If you cannot afford something, then you cannot afford it. That's no excuse to turn to extortion, to take the earnings of others. Do what you can afford. It's perfectly OK to ask for donations.

prof8
August 20th, 2009, 6:24 pm
And yet, somehow, we are uneducated compared to other developed countries.

"I've mentioned the TIMSS test, for instance, which showed that if Colorado, Connecticut, Iowa and 10 other states -- none of which has a substantial under-class -- had been treated as separate nations, each of them would have been out-scored only by Singapore (profesor David Berliner, 'Our Schools Versus Theirs', Washington Post, 2001 January 28)...
This [both the TIMSS and PISA tests] once again shows, tragically, that the U.S.A. is not doing enough to bring up the educational performance of its under-class.
But if one takes the white score as 'main-stream', the U.S.A. would rank 7th out of 27, instead of 18th."
http://www.kermitrose.com/econ200603.html#20060317

donesprague
August 23rd, 2009, 11:04 pm
Just like healthcare,

SNIP,

turning it over to the private sector who will admit only legal citizens into their schools. Sounds to good to be true right?

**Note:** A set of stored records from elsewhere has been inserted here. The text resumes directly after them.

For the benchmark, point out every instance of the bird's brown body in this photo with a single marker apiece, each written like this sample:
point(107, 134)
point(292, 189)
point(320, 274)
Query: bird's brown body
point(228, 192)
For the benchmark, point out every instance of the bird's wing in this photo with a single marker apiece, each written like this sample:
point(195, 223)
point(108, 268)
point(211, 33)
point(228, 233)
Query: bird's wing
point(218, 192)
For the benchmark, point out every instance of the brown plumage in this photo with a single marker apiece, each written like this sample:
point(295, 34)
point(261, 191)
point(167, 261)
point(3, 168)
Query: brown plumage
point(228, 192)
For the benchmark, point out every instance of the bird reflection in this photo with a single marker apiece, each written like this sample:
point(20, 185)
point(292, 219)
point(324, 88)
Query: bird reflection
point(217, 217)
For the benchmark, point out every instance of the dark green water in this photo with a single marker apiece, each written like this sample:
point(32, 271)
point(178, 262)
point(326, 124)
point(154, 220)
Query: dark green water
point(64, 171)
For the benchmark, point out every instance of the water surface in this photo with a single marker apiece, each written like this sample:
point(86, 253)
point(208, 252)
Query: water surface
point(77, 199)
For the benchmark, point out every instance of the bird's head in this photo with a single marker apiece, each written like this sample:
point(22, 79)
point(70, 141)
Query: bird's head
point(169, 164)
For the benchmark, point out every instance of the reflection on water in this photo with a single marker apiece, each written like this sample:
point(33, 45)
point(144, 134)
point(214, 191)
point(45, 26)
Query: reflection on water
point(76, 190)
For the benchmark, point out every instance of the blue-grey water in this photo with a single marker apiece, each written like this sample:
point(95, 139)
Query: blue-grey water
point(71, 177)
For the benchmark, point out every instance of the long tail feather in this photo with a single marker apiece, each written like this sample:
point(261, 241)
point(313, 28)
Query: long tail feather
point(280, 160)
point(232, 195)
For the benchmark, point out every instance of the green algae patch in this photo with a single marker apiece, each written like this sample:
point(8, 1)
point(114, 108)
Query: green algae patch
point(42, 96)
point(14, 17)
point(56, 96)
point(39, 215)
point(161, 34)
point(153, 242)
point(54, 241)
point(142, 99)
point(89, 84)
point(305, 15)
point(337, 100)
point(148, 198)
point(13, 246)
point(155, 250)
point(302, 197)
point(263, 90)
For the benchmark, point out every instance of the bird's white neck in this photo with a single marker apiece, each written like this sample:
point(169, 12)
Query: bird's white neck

When you leave anything to the private sector you will find that they will provide service to those who will pay. If there is honest competition you will see higher quality results for a lower price. That is until the government says the business must give it to some and charge others to make up the loss.

That applies to everthing including farming and cell phones and education and health care.

blackmesa741
September 1st, 2009, 1:31 am
This article says that Los Angeles is 38% non english speaking http://www.post-gazette.com/pg/08133/881136-298.stm

Unfortunately, I feel it's already too late, as mant of the non english speakers were born here, or have had kids here. It's enough that even if we were to expell illegals, that we would still have to work with. The only solution would be to make English the official language, and make knowing English a requirement to be taught on the public dime.

You speak as though a person whose mother tongue is not English is somehow a detriment. Do you believe that? I would guess that we, as a country, could only stand to gain by becoming multi-lingual.

blackmesa741
September 1st, 2009, 1:32 am
25% of the students in california schools cannot speak english.

So what? That does not speak to legal resident status. I'm in a border area that has ALWAYS had native Spanish speakers as the majority. And they are overwhelmingly USA citizens.